Linlin Zhang,Xiang Yu,Abdulateef Daud,Abdul Rashid Mussah,Yaw Adu-Gyamfi
2024-01-14
Abstract:Traffic cameras remain the primary source data for surveillance activities such as congestion and incident monitoring. To date, State agencies continue to rely on manual effort to extract data from networked cameras due to limitations of the current automatic vision systems including requirements for complex camera calibration and inability to generate high resolution data. This study implements a three-stage video analytics framework for extracting high-resolution traffic data such vehicle counts, speed, and acceleration from infrastructure-mounted CCTV cameras. The key components of the framework include object recognition, perspective transformation, and vehicle trajectory reconstruction for traffic data collection. First, a state-of-the-art vehicle recognition model is implemented to detect and classify vehicles. Next, to correct for camera distortion and reduce partial occlusion, an algorithm inspired by two-point linear perspective is utilized to extracts the region of interest (ROI) automatically, while a 2D homography technique transforms the CCTV view to bird's-eye view (BEV). Cameras are calibrated with a two-layer matrix system to enable the extraction of speed and acceleration by converting image coordinates to real-world measurements. Individual vehicle trajectories are constructed and compared in BEV using two time-space-feature-based object trackers, namely Motpy and BYTETrack. The results of the current study showed about +/- 4.5% error rate for directional traffic counts, less than 10% MSE for speed bias between camera estimates in comparison to estimates from probe data sources. Extracting high-resolution data from traffic cameras has several implications, ranging from improvements in traffic management and identify dangerous driving behavior, high-risk areas for accidents, and other safety concerns, enabling proactive measures to reduce accidents and fatalities.
Computer Vision and Pattern Recognition,Artificial Intelligence
What problem does this paper attempt to address?

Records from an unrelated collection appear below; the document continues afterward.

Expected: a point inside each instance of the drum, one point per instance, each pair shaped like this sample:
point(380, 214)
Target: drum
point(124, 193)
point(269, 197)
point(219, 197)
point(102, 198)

The problem that this paper attempts to solve is how to use the existing infrastructure - installed closed - circuit television (CCTV) cameras - to extract high - resolution traffic data, such as vehicle count, speed, and acceleration. Currently, state - level agencies still rely on manual efforts to extract data from webcams because the existing automatic vision systems have complex camera calibration requirements and are unable to generate high - resolution data. Therefore, this paper proposes a three - stage video analysis framework, aiming to overcome these problems in the following aspects: 1. **Object Recognition**: Detect and classify vehicles using the state - of - the - art vehicle recognition models. 2. **Perspective Transformation**: Automatically extract the Region of Interest (ROI) using an algorithm inspired by two - point linear perspective, and convert the CCTV view into a Bird - Eye View (BEV) through 2D homeomorphic techniques to correct camera distortion and reduce partial occlusion. 3. **Vehicle Trajectory Reconstruction**: Construct the trajectories of individual vehicles and compare them using object trackers based on spatio - temporal features (such as Motpy and BYTETrack) in order to collect traffic data. Through these methods, researchers hope to improve the quality and resolution of traffic data, thereby improving traffic management, identifying dangerous driving behaviors, high - risk accident areas, and other safety issues, and ultimately taking proactive measures to reduce accidents and casualties.